Littérature française

Carole Martinez

Dors ton sommeil de brute

ME

✒ Michel Edo

(Librairie Lucioles, Vienne)

Les hommes sont fous. Quand quelque chose ne va pas, on se tape dessus au lieu de se mettre autour d'une table et discuter de ce qui cloche. On cherche le coupable idéal, on le pend haut et court et on fait comme si rien ne s'était passé.

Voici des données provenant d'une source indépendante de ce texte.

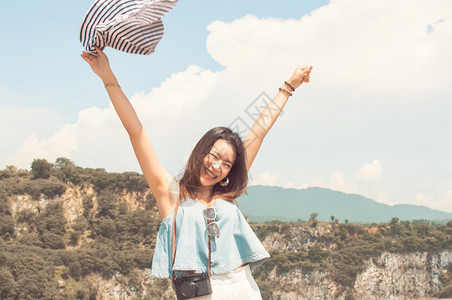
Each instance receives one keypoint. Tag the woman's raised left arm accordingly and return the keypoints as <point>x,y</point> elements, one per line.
<point>268,116</point>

Chaque nuit, désormais, l'humanité vit dans la terreur du cauchemar. Tous les enfants se mettent à hurler dans leur sommeil selon un rythme qui suit l'avancée de la rotation de la planète. Puis viennent les premières catastrophes. À intervalles irréguliers, comme envoyés par un dieu courroucé, des événements cataclysmiques s'abattent sur la Terre. Pendant ce temps-là, Eva, une neurologue qui travaille depuis des années sur les implications du rêve chez les enfants, a fui Paris et un mari violent, Pierre. Elle a tout quitté avec sa fille Lucie pour vivre dans un mas de Camargue, loin du monde, loin de toute information. Cette femme qui ne voulait pas d'enfants pour se consacrer à sa carrière a tout mis de côté, guidée par son seul instinct maternel. Elle ne fait confiance ni aux institutions, ni aux hommes, ni même à ses amis. Elle a décidé de s'occuper de sa fille, de réparer ce qu'en elle son père était en train de briser par ses colères et sa perversité. Chaque jour désormais apporte son lot de joies à voir s'épanouir cette enfant dans ce coin de nature sauvage, loin des contraintes de la société. Serge, une sorte de géant bonasse et un peu inquiétant, veille sur elles deux, conscient que leur éden est une illusion et que, bientôt, il devra les mettre au courant que partout ailleurs le monde court à sa perte à une vitesse que nul n'avait imaginé. Carole Martinez reprend le genre cher à son cœur d'un fantastique qui vient s'insérer dans la trame du réel pour le souligner et l'embellir. Son récit se prend au jeu d'un onirisme salvateur où, dans une sorte de croisade inconsciente, tous les enfants du monde se sacrifient pour qu'enfin les adultes prennent conscience de la catastrophe inéluctable. Mais il n'est pire aveugle que celui qui ne veut pas voir, dit-on.